Tessa M. Gorman, an assistant U.S. attorney in Seattle, has been nominated to serve as a district judge in the U.S. District Court. She is chief of the U.S. Attorney’s Office Criminal Division.

Kathleen M. O’Sullivan, a partner at Perkins Coie, was also nominated to serve as  a district judge for the Seattle-based federal court. She was previously nominated by former President Barack Obama in 2016 to the U.S. District Court bench.

Gorman and O’Sullivan were each nominated by a bipartisan Judicial Selection Committee. They would fill two positions in the U.S. District Court after judges Marsha Pechman, Robert Lasnik and James Robart announced they were moving to senior status positions.

The judicial-selection committee was put together by senators Maria Cantwell, D-Washington, and Patty Murray, D-Washington, and U.S. Rep.
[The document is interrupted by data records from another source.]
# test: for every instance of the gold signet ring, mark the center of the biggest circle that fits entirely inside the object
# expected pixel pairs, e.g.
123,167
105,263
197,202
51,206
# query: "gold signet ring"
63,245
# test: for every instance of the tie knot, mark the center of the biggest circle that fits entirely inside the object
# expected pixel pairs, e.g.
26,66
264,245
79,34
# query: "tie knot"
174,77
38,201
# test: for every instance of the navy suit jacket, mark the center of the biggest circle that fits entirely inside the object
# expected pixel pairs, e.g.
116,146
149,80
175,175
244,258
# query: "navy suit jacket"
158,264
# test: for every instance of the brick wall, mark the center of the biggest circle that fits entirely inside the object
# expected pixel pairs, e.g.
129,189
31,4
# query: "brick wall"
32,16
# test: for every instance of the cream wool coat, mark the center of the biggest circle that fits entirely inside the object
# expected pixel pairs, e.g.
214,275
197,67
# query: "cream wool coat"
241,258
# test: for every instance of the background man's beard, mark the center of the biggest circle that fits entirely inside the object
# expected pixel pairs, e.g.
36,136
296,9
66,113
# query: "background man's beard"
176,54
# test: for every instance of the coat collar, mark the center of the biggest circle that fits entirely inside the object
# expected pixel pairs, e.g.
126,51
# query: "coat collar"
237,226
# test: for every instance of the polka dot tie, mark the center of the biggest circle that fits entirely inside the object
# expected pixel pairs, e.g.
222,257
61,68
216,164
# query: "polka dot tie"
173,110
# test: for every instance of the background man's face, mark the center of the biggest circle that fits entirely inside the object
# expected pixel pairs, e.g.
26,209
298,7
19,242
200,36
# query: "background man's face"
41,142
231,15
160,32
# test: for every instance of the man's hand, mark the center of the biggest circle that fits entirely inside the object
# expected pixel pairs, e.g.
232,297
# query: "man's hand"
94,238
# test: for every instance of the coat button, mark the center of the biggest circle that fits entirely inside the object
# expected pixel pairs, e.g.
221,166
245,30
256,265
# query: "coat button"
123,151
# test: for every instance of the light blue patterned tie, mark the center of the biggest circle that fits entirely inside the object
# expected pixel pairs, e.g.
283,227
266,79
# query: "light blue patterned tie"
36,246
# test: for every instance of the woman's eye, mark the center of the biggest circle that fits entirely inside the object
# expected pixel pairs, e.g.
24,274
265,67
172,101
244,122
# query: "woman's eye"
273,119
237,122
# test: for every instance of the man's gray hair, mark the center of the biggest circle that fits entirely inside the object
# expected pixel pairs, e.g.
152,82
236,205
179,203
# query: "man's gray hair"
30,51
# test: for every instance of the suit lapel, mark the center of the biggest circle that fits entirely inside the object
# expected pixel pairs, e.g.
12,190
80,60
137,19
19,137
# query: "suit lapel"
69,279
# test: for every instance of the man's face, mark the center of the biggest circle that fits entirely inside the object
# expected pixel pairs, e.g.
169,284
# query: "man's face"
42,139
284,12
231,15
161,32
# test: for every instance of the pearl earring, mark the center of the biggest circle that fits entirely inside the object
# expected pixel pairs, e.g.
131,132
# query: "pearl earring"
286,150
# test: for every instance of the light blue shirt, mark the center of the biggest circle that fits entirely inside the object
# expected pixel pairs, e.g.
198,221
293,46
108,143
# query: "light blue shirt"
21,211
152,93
Dave Reichert, R-Washington.

Miller was not recommended by the committee, but would replace Judge Richard C. Tallman on the court of appeals. Tallman announced his senior status in March.

In an email, Bryan Watt, a spokesperson for Cantwell, wrote that “the senator did not and does not consent to Eric Miller’s nomination,” but did not elaborate.

Murray’s spokesperson, Eli Zupnick, wrote in an email that Murray appreciates that the administration chose to respect the recommendations of Gorman and O’Sullivan by Washington’s judicial selection process, but would need to review Miller’s record and qualifications before supporting his nomination.

Lasnik said in an interview that he is thrilled Gorman has been nominated to his seat.

“I’ve seen her operate in the court room from when she was basically new all the way up to her promotion as the first woman to head the criminal division,” Lasnik said.

The nominees face confirmation before the U.S. Senate.